Multi-agent architectures with Google's project IDX, Firebase Studio, Agent2Agent & ADK. GPT-4.1. ElevenLabs Voice MCP. Amazon's Nova Sonic. Let's dive in.
Welcome to Edition #2 of Agents Made Simple
Some industry giants just released new open-source frameworks for building multi-agent AI systems. We’ll be diving into these and revealing exactly how they work. MCP is a new buzzword in the AI agent space. After this read, you’ll have a solid understanding of it.
🚨 Agent Alert: If you haven’t yet, please complete this survey to help me better understand you as a reader and tailor future issues to your interests.
This week’s topics:
Google, OpenAI, ElevenLabs, Amazon, Writer AI news
Multi-agent systems are the future, MCP explained
How to build AI agents with no code
AI Agent News Roundup
💥 Breakthroughs
Google’s Project IDX is merging with Firebase Studio. It provides an agentic app development platform to compete with rivals like Cursor and Replit. It’s built to make AI app development cycles more efficient, deliver quality software, and get to market faster. | Google launched the Agent2Agent protocol, enabling agents from different providers to collaborate securely. Developed with 50 tech partners. Google also open-sourced its Agent Development Kit to build production-ready agentic apps. | GPT-4.1, mini, nano deliver significant improvements for Voice AI. The models feature enhanced instruction following, longer memory with up to 1M tokens, and improved latency. 26%-83% cheaper than GPT-4o models. |
Amazon’s new Nova Sonic foundation model understands not just what you say but how you say it. The model picks up on tone, inflection, and pacing for a deeper understanding of human conversation. Examples are on the official blog post. | AI company Writer launched AI HQ, an end-to-end platform for building, activating, and supervising AI agents in the enterprise. Business users can design interfaces and manage prompting with no-code tools, while developers can layer in advanced logic as needed. |
📈 Investments1
💰 Meta plans a $1 billion data center in Wisconsin.

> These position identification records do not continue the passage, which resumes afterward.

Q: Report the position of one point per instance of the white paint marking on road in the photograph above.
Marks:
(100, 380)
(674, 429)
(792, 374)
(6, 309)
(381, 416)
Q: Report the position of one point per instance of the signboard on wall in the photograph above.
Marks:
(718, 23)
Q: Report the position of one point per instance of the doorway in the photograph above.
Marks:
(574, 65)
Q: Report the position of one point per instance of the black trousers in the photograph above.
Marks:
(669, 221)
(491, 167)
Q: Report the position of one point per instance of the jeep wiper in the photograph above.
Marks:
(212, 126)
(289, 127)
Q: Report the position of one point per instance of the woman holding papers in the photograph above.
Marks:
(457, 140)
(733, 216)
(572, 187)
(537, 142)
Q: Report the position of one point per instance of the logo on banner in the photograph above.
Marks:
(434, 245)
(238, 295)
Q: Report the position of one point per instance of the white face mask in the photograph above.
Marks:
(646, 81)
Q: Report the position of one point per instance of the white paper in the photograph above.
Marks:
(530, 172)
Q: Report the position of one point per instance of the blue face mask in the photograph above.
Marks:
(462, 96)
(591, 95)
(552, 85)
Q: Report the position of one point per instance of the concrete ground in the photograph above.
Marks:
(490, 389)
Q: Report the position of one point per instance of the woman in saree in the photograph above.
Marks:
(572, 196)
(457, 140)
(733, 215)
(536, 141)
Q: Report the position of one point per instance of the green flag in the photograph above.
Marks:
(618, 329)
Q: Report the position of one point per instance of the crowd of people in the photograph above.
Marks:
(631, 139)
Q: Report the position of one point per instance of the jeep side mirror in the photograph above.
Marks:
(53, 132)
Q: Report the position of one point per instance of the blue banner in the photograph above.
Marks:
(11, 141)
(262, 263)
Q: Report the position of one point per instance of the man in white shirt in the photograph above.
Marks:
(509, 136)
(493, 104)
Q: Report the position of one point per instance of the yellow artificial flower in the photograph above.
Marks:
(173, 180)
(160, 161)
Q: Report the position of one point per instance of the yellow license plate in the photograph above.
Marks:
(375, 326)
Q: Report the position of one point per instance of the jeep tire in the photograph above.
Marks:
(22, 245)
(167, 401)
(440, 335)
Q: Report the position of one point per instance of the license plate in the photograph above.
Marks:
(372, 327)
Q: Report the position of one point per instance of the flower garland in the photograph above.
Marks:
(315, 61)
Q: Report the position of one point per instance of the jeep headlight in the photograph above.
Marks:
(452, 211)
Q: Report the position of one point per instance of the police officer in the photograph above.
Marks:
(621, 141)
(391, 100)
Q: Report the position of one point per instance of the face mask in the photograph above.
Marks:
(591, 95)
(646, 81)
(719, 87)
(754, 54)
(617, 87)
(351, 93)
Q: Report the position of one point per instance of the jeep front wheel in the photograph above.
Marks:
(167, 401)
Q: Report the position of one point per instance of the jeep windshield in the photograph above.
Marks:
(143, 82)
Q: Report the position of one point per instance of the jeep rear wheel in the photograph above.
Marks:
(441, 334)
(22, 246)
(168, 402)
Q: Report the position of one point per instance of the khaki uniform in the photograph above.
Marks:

🦾 Nvidia released Nemotron-Ultra, a 253B parameter open-source reasoning model outperforming DeepSeek R1 and Llama 4 Behemoth.
🅶 Google rolled out deep research on Gemini 2.5 Pro. Announcements from the Google Next 2025 conference: Google’s most powerful 7th-gen AI chip Ironwood coming later this year, Cloud WAN private network for business, quantum chip Willow reduces errors, and cost-efficient Gemini 2.5 Flash model.
🇪🇺 The EU’s “AI Continent Action Plan”: €200B to build 13 AI factories and aiming to triple data center capacity across Europe within seven years.
Why Multi-Agent Architectures Are the Future and the Role of MCP

Source: MadeByAgents / Flux
AI agents are evolving beyond solo performers. Multi-agent systems now represent the next frontier in artificial intelligence. These systems, where multiple AI agents work together to solve complex problems, are gaining traction across industries.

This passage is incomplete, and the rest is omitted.